Una investigación desarrollada por el Instituto de Medicina Regional (IMR) de la Universidad Nacional del Nordeste y estudiantes de una escuela secundaria de la ciudad de Corrientes reveló que una importante cantidad de teléfonos celulares utilizados por adolescentes presentaban contaminación bacteriana, incluyendo microorganismos asociados a una higiene deficiente e indicadores de contaminación fecal.
El trabajo fue presentado durante la Segunda Jornada del Ciclo de Seminarios 2026 del IMR-UNNE y tuvo como objetivo analizar el nivel de contaminación presente en dispositivos móviles de alumnos de nivel secundario.
Para ello, estudiantes de cuarto, quinto y sexto año cedieron voluntariamente sus teléfonos celulares para la toma de muestras mediante hisopados en las pantallas. Posteriormente, los materiales recolectados fueron analizados en laboratorio mediante cultivos bacterianos.
Los resultados mostraron que cerca de la mitad de las muestras presentaron desarrollo de bacterias. Entre ellas se identificaron especies como Staphylococcus aureus y otros cocos Gram positivos, microorganismos habitualmente presentes en la piel y las manos, cuya detección puede reflejar hábitos insuficientes de higiene personal.
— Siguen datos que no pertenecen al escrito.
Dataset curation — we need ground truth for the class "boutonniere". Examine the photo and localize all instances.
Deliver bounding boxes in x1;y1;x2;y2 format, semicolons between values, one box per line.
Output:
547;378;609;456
Además, varias muestras evidenciaron la presencia de bacilos Gram negativos, entre ellos Escherichia coli, una bacteria considerada indicadora de contaminación fecal.
El director del Instituto de Medicina Regional, Luis Merino, explicó que estos hallazgos podrían estar relacionados con la utilización del teléfono celular en el baño o con una higiene inadecuada de las manos después de su uso.
El especialista aclaró que los resultados no deben generar alarma, sino servir como una herramienta de concientización sobre la importancia de mantener limpios los dispositivos móviles y reforzar los hábitos de higiene cotidiana.
En ese sentido, recomendó desinfectar regularmente las superficies de los celulares utilizando productos aptos para equipos electrónicos y realizar un lavado frecuente de manos, especialmente después de manipular el teléfono.
Merino señaló que los celulares pueden actuar como vehículos de transmisión de microorganismos y recordó que algunas de las bacterias detectadas podrían indicar la posible presencia de otros agentes capaces de provocar enfermedades gastrointestinales.
El investigador también destacó que, aunque existen antecedentes internacionales sobre contaminación bacteriana en teléfonos móviles, la mayoría de los estudios se realizaron en ámbitos sanitarios o universitarios, por lo que este trabajo adquiere especial relevancia al enfocarse en estudiantes secundarios y aportar información inédita para la región nordeste.
La investigación se desarrolló de manera anónima y sus resultados fueron compartidos con la comunidad educativa con el propósito de promover conductas preventivas y reforzar la educación en salud.
Desde el IMR remarcaron que el lavado frecuente de manos y la limpieza periódica de los celulares siguen siendo medidas simples pero fundamentales para reducir la circulación de microorganismos y prevenir enfermedades.